Really, the only guide needed on the use of language to communicate information and ideas is Orwell’s Politics and the English Language. I recommend it to every writer of a Focus or press release.
This press release http://news.merton.gov.uk/2013/01/29/pressrelease-2890/ led to national press coverage that Merton residents were going to have to put their bins out between 5am-6pm of face fines.
What they actually meant was that a small number of residents who lived in flats above shops in town centre areas, who already had a separate system of rubbish collection, were having that scheme tweaked. The Council hadn’t particularly investigated how this new scheme would impact on the people affected, but the press release seemed to imply something else.
or* face fines 🙂
Perhaps the Liberal Democrats will adopt similar PI rules for press releases, briefings etc!
Tony Greaves
what gets to me, as much as gobble-de-gook, is lengthy reports, which must have taken an H4 officer weeks to write, and being in councilese doesn’t get read and achieves nothing.

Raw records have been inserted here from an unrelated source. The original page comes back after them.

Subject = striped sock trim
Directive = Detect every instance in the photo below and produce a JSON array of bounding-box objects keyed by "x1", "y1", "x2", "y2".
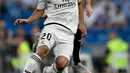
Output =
[
  {"x1": 30, "y1": 54, "x2": 43, "y2": 72},
  {"x1": 30, "y1": 54, "x2": 41, "y2": 65},
  {"x1": 24, "y1": 70, "x2": 31, "y2": 73},
  {"x1": 33, "y1": 53, "x2": 42, "y2": 60}
]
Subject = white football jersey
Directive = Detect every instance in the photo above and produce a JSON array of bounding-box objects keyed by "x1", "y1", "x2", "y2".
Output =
[{"x1": 37, "y1": 0, "x2": 80, "y2": 33}]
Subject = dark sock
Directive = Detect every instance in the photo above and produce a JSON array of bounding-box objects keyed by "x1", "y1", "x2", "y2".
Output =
[{"x1": 73, "y1": 41, "x2": 81, "y2": 65}]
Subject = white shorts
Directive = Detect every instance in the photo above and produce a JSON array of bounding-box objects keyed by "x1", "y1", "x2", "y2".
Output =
[{"x1": 37, "y1": 24, "x2": 74, "y2": 60}]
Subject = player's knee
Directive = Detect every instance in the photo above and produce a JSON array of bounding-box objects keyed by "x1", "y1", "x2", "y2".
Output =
[
  {"x1": 56, "y1": 56, "x2": 69, "y2": 71},
  {"x1": 35, "y1": 45, "x2": 49, "y2": 58}
]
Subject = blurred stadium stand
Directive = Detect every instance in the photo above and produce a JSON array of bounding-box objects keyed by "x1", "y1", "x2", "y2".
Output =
[{"x1": 0, "y1": 0, "x2": 130, "y2": 73}]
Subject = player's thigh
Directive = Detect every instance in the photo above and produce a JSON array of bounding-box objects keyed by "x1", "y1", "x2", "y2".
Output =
[
  {"x1": 53, "y1": 25, "x2": 75, "y2": 61},
  {"x1": 37, "y1": 27, "x2": 55, "y2": 52},
  {"x1": 54, "y1": 41, "x2": 74, "y2": 61}
]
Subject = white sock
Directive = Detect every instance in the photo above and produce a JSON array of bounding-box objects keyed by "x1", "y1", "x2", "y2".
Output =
[
  {"x1": 43, "y1": 63, "x2": 58, "y2": 73},
  {"x1": 43, "y1": 63, "x2": 68, "y2": 73},
  {"x1": 23, "y1": 53, "x2": 42, "y2": 73},
  {"x1": 62, "y1": 66, "x2": 68, "y2": 73}
]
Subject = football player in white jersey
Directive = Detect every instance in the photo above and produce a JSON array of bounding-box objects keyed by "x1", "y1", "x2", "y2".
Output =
[
  {"x1": 14, "y1": 0, "x2": 82, "y2": 73},
  {"x1": 41, "y1": 0, "x2": 92, "y2": 73}
]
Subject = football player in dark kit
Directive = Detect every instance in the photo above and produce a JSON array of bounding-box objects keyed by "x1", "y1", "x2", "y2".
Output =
[{"x1": 72, "y1": 0, "x2": 92, "y2": 73}]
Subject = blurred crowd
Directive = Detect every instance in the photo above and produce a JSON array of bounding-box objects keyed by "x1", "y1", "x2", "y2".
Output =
[{"x1": 0, "y1": 0, "x2": 130, "y2": 73}]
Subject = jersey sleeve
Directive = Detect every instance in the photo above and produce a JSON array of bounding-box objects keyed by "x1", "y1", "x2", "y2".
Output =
[{"x1": 37, "y1": 0, "x2": 46, "y2": 10}]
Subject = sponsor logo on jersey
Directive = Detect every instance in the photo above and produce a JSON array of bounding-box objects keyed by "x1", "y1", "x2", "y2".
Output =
[{"x1": 54, "y1": 0, "x2": 76, "y2": 9}]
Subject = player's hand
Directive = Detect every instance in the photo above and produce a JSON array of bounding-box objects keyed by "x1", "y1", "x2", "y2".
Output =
[
  {"x1": 86, "y1": 4, "x2": 92, "y2": 17},
  {"x1": 79, "y1": 24, "x2": 87, "y2": 37},
  {"x1": 14, "y1": 19, "x2": 29, "y2": 25}
]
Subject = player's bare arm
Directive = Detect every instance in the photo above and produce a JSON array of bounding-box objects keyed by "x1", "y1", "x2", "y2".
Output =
[
  {"x1": 86, "y1": 0, "x2": 92, "y2": 16},
  {"x1": 78, "y1": 0, "x2": 92, "y2": 37},
  {"x1": 78, "y1": 0, "x2": 87, "y2": 37},
  {"x1": 42, "y1": 12, "x2": 47, "y2": 18},
  {"x1": 14, "y1": 9, "x2": 45, "y2": 25}
]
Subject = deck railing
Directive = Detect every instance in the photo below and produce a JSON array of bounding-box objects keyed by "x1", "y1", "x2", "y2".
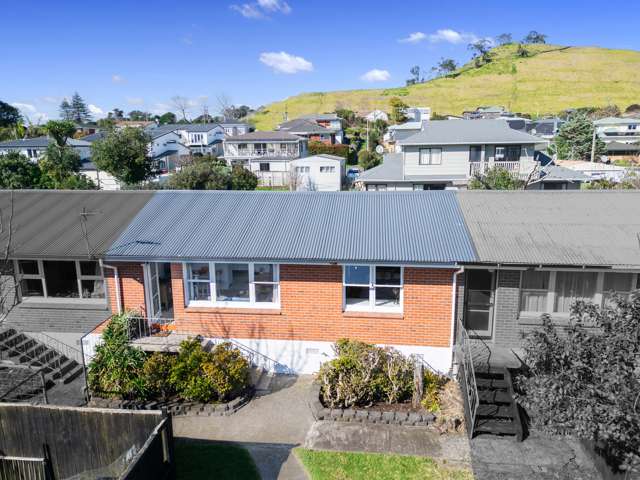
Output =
[
  {"x1": 456, "y1": 318, "x2": 479, "y2": 438},
  {"x1": 0, "y1": 455, "x2": 50, "y2": 480},
  {"x1": 469, "y1": 161, "x2": 522, "y2": 177}
]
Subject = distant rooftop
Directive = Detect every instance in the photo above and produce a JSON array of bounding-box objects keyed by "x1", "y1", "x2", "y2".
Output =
[
  {"x1": 0, "y1": 136, "x2": 90, "y2": 148},
  {"x1": 400, "y1": 120, "x2": 545, "y2": 146},
  {"x1": 278, "y1": 118, "x2": 331, "y2": 135}
]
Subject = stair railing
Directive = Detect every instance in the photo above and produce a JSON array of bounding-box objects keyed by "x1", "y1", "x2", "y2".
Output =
[
  {"x1": 456, "y1": 318, "x2": 479, "y2": 438},
  {"x1": 0, "y1": 333, "x2": 71, "y2": 380},
  {"x1": 27, "y1": 332, "x2": 84, "y2": 365}
]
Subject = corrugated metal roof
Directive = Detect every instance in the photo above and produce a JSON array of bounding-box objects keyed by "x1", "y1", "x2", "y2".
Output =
[
  {"x1": 107, "y1": 191, "x2": 476, "y2": 265},
  {"x1": 0, "y1": 190, "x2": 154, "y2": 259},
  {"x1": 400, "y1": 120, "x2": 545, "y2": 146},
  {"x1": 457, "y1": 190, "x2": 640, "y2": 267}
]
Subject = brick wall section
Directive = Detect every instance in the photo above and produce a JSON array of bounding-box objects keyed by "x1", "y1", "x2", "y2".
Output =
[
  {"x1": 104, "y1": 263, "x2": 146, "y2": 316},
  {"x1": 110, "y1": 262, "x2": 456, "y2": 348},
  {"x1": 492, "y1": 270, "x2": 522, "y2": 347}
]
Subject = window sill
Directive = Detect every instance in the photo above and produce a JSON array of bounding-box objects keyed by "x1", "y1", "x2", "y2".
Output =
[
  {"x1": 19, "y1": 298, "x2": 109, "y2": 311},
  {"x1": 343, "y1": 310, "x2": 404, "y2": 319},
  {"x1": 184, "y1": 305, "x2": 281, "y2": 315},
  {"x1": 518, "y1": 314, "x2": 575, "y2": 327}
]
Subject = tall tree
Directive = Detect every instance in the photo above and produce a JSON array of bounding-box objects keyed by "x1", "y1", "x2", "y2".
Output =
[
  {"x1": 408, "y1": 65, "x2": 421, "y2": 85},
  {"x1": 59, "y1": 98, "x2": 74, "y2": 121},
  {"x1": 39, "y1": 144, "x2": 83, "y2": 186},
  {"x1": 554, "y1": 113, "x2": 606, "y2": 161},
  {"x1": 69, "y1": 92, "x2": 92, "y2": 123},
  {"x1": 107, "y1": 108, "x2": 125, "y2": 120},
  {"x1": 171, "y1": 96, "x2": 191, "y2": 121},
  {"x1": 128, "y1": 110, "x2": 151, "y2": 121},
  {"x1": 497, "y1": 33, "x2": 513, "y2": 45},
  {"x1": 44, "y1": 120, "x2": 76, "y2": 147},
  {"x1": 523, "y1": 31, "x2": 547, "y2": 44},
  {"x1": 91, "y1": 127, "x2": 153, "y2": 185},
  {"x1": 0, "y1": 101, "x2": 22, "y2": 127},
  {"x1": 156, "y1": 112, "x2": 177, "y2": 124}
]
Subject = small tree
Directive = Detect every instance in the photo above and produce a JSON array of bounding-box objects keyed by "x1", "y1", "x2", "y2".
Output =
[
  {"x1": 39, "y1": 144, "x2": 82, "y2": 185},
  {"x1": 555, "y1": 113, "x2": 606, "y2": 161},
  {"x1": 0, "y1": 101, "x2": 22, "y2": 127},
  {"x1": 92, "y1": 127, "x2": 153, "y2": 185},
  {"x1": 388, "y1": 97, "x2": 408, "y2": 124},
  {"x1": 497, "y1": 33, "x2": 513, "y2": 45},
  {"x1": 433, "y1": 58, "x2": 457, "y2": 77},
  {"x1": 44, "y1": 120, "x2": 76, "y2": 147},
  {"x1": 156, "y1": 112, "x2": 177, "y2": 124},
  {"x1": 468, "y1": 166, "x2": 525, "y2": 190},
  {"x1": 516, "y1": 43, "x2": 530, "y2": 58},
  {"x1": 0, "y1": 152, "x2": 41, "y2": 188},
  {"x1": 59, "y1": 98, "x2": 73, "y2": 121},
  {"x1": 166, "y1": 156, "x2": 231, "y2": 190},
  {"x1": 358, "y1": 150, "x2": 382, "y2": 170},
  {"x1": 230, "y1": 165, "x2": 258, "y2": 190},
  {"x1": 523, "y1": 30, "x2": 547, "y2": 44},
  {"x1": 468, "y1": 39, "x2": 494, "y2": 66}
]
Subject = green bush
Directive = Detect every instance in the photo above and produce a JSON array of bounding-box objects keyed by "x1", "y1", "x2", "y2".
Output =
[
  {"x1": 88, "y1": 311, "x2": 148, "y2": 399},
  {"x1": 204, "y1": 342, "x2": 250, "y2": 401},
  {"x1": 318, "y1": 339, "x2": 414, "y2": 408},
  {"x1": 143, "y1": 352, "x2": 177, "y2": 400},
  {"x1": 308, "y1": 141, "x2": 350, "y2": 159}
]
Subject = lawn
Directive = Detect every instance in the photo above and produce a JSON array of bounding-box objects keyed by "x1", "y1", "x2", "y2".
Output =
[
  {"x1": 295, "y1": 448, "x2": 473, "y2": 480},
  {"x1": 175, "y1": 441, "x2": 260, "y2": 480}
]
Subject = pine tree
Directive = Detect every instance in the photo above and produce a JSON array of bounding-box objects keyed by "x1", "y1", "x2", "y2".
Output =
[
  {"x1": 59, "y1": 98, "x2": 73, "y2": 121},
  {"x1": 70, "y1": 92, "x2": 92, "y2": 123}
]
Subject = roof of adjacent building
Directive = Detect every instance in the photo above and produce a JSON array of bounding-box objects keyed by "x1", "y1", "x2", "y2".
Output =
[
  {"x1": 594, "y1": 117, "x2": 640, "y2": 126},
  {"x1": 388, "y1": 121, "x2": 423, "y2": 131},
  {"x1": 225, "y1": 131, "x2": 305, "y2": 142},
  {"x1": 80, "y1": 132, "x2": 106, "y2": 143},
  {"x1": 0, "y1": 137, "x2": 90, "y2": 149},
  {"x1": 278, "y1": 119, "x2": 332, "y2": 135},
  {"x1": 400, "y1": 120, "x2": 545, "y2": 146},
  {"x1": 605, "y1": 141, "x2": 640, "y2": 152},
  {"x1": 457, "y1": 191, "x2": 640, "y2": 267},
  {"x1": 299, "y1": 113, "x2": 339, "y2": 121},
  {"x1": 0, "y1": 190, "x2": 154, "y2": 259},
  {"x1": 106, "y1": 191, "x2": 476, "y2": 265},
  {"x1": 535, "y1": 165, "x2": 590, "y2": 182},
  {"x1": 290, "y1": 154, "x2": 345, "y2": 163},
  {"x1": 356, "y1": 154, "x2": 467, "y2": 183},
  {"x1": 557, "y1": 160, "x2": 628, "y2": 172}
]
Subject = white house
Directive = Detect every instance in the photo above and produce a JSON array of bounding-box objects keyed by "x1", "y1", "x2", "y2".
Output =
[
  {"x1": 405, "y1": 107, "x2": 431, "y2": 122},
  {"x1": 594, "y1": 117, "x2": 640, "y2": 145},
  {"x1": 289, "y1": 154, "x2": 345, "y2": 191},
  {"x1": 556, "y1": 160, "x2": 632, "y2": 182},
  {"x1": 219, "y1": 121, "x2": 252, "y2": 137},
  {"x1": 223, "y1": 131, "x2": 308, "y2": 187},
  {"x1": 364, "y1": 110, "x2": 389, "y2": 122},
  {"x1": 359, "y1": 120, "x2": 546, "y2": 190}
]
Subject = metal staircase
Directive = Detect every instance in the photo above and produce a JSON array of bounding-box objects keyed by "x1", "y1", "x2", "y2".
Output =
[{"x1": 0, "y1": 328, "x2": 84, "y2": 396}]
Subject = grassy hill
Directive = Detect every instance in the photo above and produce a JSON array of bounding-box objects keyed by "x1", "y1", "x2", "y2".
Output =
[{"x1": 251, "y1": 44, "x2": 640, "y2": 130}]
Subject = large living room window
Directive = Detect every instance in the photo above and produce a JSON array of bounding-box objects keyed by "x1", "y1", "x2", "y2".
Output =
[
  {"x1": 519, "y1": 270, "x2": 637, "y2": 316},
  {"x1": 184, "y1": 262, "x2": 279, "y2": 307},
  {"x1": 16, "y1": 259, "x2": 105, "y2": 300},
  {"x1": 343, "y1": 265, "x2": 403, "y2": 312}
]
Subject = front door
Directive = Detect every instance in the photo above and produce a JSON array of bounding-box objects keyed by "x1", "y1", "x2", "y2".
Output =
[
  {"x1": 464, "y1": 270, "x2": 495, "y2": 338},
  {"x1": 144, "y1": 263, "x2": 162, "y2": 320}
]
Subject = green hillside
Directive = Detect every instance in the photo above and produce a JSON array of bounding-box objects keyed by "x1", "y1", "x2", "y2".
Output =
[{"x1": 251, "y1": 44, "x2": 640, "y2": 130}]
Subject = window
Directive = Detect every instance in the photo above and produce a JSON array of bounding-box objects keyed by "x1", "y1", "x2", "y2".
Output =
[
  {"x1": 520, "y1": 271, "x2": 550, "y2": 313},
  {"x1": 366, "y1": 184, "x2": 387, "y2": 191},
  {"x1": 469, "y1": 146, "x2": 482, "y2": 163},
  {"x1": 259, "y1": 163, "x2": 270, "y2": 172},
  {"x1": 343, "y1": 265, "x2": 402, "y2": 312},
  {"x1": 320, "y1": 166, "x2": 335, "y2": 173},
  {"x1": 505, "y1": 146, "x2": 522, "y2": 162},
  {"x1": 295, "y1": 166, "x2": 310, "y2": 173},
  {"x1": 554, "y1": 272, "x2": 598, "y2": 313},
  {"x1": 184, "y1": 262, "x2": 279, "y2": 306},
  {"x1": 419, "y1": 148, "x2": 442, "y2": 165},
  {"x1": 495, "y1": 146, "x2": 505, "y2": 160},
  {"x1": 602, "y1": 272, "x2": 634, "y2": 307},
  {"x1": 16, "y1": 260, "x2": 104, "y2": 300}
]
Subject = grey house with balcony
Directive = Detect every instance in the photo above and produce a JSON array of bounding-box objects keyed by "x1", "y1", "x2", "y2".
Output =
[{"x1": 359, "y1": 120, "x2": 546, "y2": 190}]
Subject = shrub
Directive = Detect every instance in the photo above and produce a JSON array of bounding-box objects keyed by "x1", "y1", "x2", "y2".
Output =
[
  {"x1": 88, "y1": 311, "x2": 148, "y2": 399},
  {"x1": 308, "y1": 141, "x2": 350, "y2": 159},
  {"x1": 517, "y1": 299, "x2": 640, "y2": 474},
  {"x1": 143, "y1": 352, "x2": 177, "y2": 400},
  {"x1": 421, "y1": 370, "x2": 447, "y2": 413},
  {"x1": 318, "y1": 339, "x2": 414, "y2": 408},
  {"x1": 204, "y1": 342, "x2": 250, "y2": 401}
]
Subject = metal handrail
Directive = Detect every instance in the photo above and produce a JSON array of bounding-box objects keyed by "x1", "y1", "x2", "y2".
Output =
[
  {"x1": 28, "y1": 332, "x2": 84, "y2": 365},
  {"x1": 0, "y1": 333, "x2": 73, "y2": 380},
  {"x1": 456, "y1": 318, "x2": 479, "y2": 438}
]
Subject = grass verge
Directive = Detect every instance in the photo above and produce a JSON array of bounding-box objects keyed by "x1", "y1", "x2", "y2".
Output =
[
  {"x1": 294, "y1": 448, "x2": 473, "y2": 480},
  {"x1": 175, "y1": 441, "x2": 260, "y2": 480}
]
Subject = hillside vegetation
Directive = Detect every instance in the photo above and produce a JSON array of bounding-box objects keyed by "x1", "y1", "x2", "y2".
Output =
[{"x1": 251, "y1": 44, "x2": 640, "y2": 130}]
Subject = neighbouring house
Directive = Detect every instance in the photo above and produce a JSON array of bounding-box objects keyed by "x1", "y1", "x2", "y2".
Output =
[
  {"x1": 361, "y1": 120, "x2": 546, "y2": 190},
  {"x1": 384, "y1": 107, "x2": 432, "y2": 152},
  {"x1": 594, "y1": 116, "x2": 640, "y2": 145},
  {"x1": 114, "y1": 120, "x2": 155, "y2": 130},
  {"x1": 0, "y1": 136, "x2": 92, "y2": 162},
  {"x1": 146, "y1": 123, "x2": 224, "y2": 157},
  {"x1": 363, "y1": 110, "x2": 389, "y2": 122},
  {"x1": 526, "y1": 118, "x2": 565, "y2": 140},
  {"x1": 80, "y1": 160, "x2": 120, "y2": 190},
  {"x1": 289, "y1": 154, "x2": 345, "y2": 191},
  {"x1": 223, "y1": 131, "x2": 308, "y2": 187},
  {"x1": 296, "y1": 113, "x2": 344, "y2": 144},
  {"x1": 524, "y1": 164, "x2": 590, "y2": 190},
  {"x1": 75, "y1": 123, "x2": 100, "y2": 136},
  {"x1": 219, "y1": 121, "x2": 252, "y2": 137},
  {"x1": 462, "y1": 106, "x2": 515, "y2": 120},
  {"x1": 404, "y1": 107, "x2": 431, "y2": 122},
  {"x1": 602, "y1": 141, "x2": 640, "y2": 163},
  {"x1": 556, "y1": 160, "x2": 634, "y2": 182},
  {"x1": 277, "y1": 118, "x2": 338, "y2": 145},
  {"x1": 2, "y1": 189, "x2": 640, "y2": 380}
]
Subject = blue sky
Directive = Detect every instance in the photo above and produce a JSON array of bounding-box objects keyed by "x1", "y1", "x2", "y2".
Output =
[{"x1": 2, "y1": 0, "x2": 639, "y2": 123}]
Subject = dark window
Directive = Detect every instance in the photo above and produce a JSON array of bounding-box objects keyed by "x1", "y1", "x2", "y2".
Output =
[
  {"x1": 18, "y1": 260, "x2": 39, "y2": 275},
  {"x1": 425, "y1": 184, "x2": 446, "y2": 190},
  {"x1": 43, "y1": 261, "x2": 79, "y2": 298},
  {"x1": 505, "y1": 146, "x2": 522, "y2": 162},
  {"x1": 259, "y1": 163, "x2": 270, "y2": 172},
  {"x1": 469, "y1": 146, "x2": 482, "y2": 162},
  {"x1": 20, "y1": 279, "x2": 44, "y2": 297}
]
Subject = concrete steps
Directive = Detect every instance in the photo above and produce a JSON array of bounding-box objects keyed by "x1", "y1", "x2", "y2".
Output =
[{"x1": 473, "y1": 367, "x2": 524, "y2": 441}]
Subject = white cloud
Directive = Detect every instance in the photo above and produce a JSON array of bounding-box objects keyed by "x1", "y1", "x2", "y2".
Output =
[
  {"x1": 11, "y1": 102, "x2": 36, "y2": 113},
  {"x1": 181, "y1": 34, "x2": 193, "y2": 45},
  {"x1": 127, "y1": 97, "x2": 145, "y2": 105},
  {"x1": 361, "y1": 69, "x2": 391, "y2": 82},
  {"x1": 399, "y1": 32, "x2": 427, "y2": 44},
  {"x1": 230, "y1": 0, "x2": 290, "y2": 19},
  {"x1": 427, "y1": 29, "x2": 480, "y2": 44},
  {"x1": 41, "y1": 96, "x2": 60, "y2": 104},
  {"x1": 259, "y1": 51, "x2": 313, "y2": 74},
  {"x1": 112, "y1": 74, "x2": 125, "y2": 84},
  {"x1": 88, "y1": 104, "x2": 105, "y2": 117}
]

While we’re about it, can we have an end to the use of “issues” as a euphemism for “problems”?
Also, the lazy usage of “appealing” a decision rather than “appealing against” it is increasingly common.
@RC – I often come across the use of “challenges” as a neologism for “problems”. And the inevitable “leveraging of synergies” to describe two things that can both be done at once. Years of (over)exposure has convinced me that this type of language is characteristic of ignorance, laziness or conceit.
It’s incredibly important that we deliver empowerment for ordinary working people, and build their capacity to face challenges and overcome compliance issues. It’s all about helping people, it’s all about doing the right thing, its all about getting the perceptions right. But a compliance-based environment needs a framework of rules-based parameters.
Meaning – It’s very important that people do as they are bloomin’ well told (by us the superior ‘not ordinary’ people), and accept what we say, or they will be fined.
It is interesting to study publicsectorspeak. Some of it is just poor drafting, using far too many words, too many of them long and off-putting, to convey a message about a temporary road closure, for instance. Others hide dark secrets. For some time in the latter days of the Labour government it was essential to be awed by “the modernisation agenda”. You were not supposed to ask what points were on the agenda. Modernisation could mean almost anything (except replacing vans with horses) and “agenda” managed to give the impression of something systematic and carefully-worked-out, which everybody was presumed to know about, thus avoiding awkward questions. Everyone also had to be “customer-focused”, not a pointless phrase, but begging all sorts of questions about who the customer was and dangerously obscuring the fact that to satisfy one customer (struggling parents, say) might disadvantage or even endanger another (such as their possibly abused child). The modernisation agenda is now old hat, but everything has to be “transformative” or part of, you’ve guessed it, “the transformation agenda”. Transformation, of course, means any big change, for example from an efficient, honest organisation to an incompetent, corrupt one.
There are two sorts of hard to understand officialese. One is the use of flowing phrases and filler words, which are often used to make something sound nicer or conceal the fact that it hasn’t as much meaning as it seems. I can cut that back quite easily – skill learnt under ‘precis’ in ‘O’ level English.
The other is jargon; well defined technical terms are used to communicate precisely within a discipline. All specialities have jargons, including council administration. Councillors and officers can communicate quite effectively with each other in their jargon. However, if they should be communicating with the wider public, they need to be aware of the jargon and, firstly, dispense with the jargon words and secondly those jargon words they must use must be defined.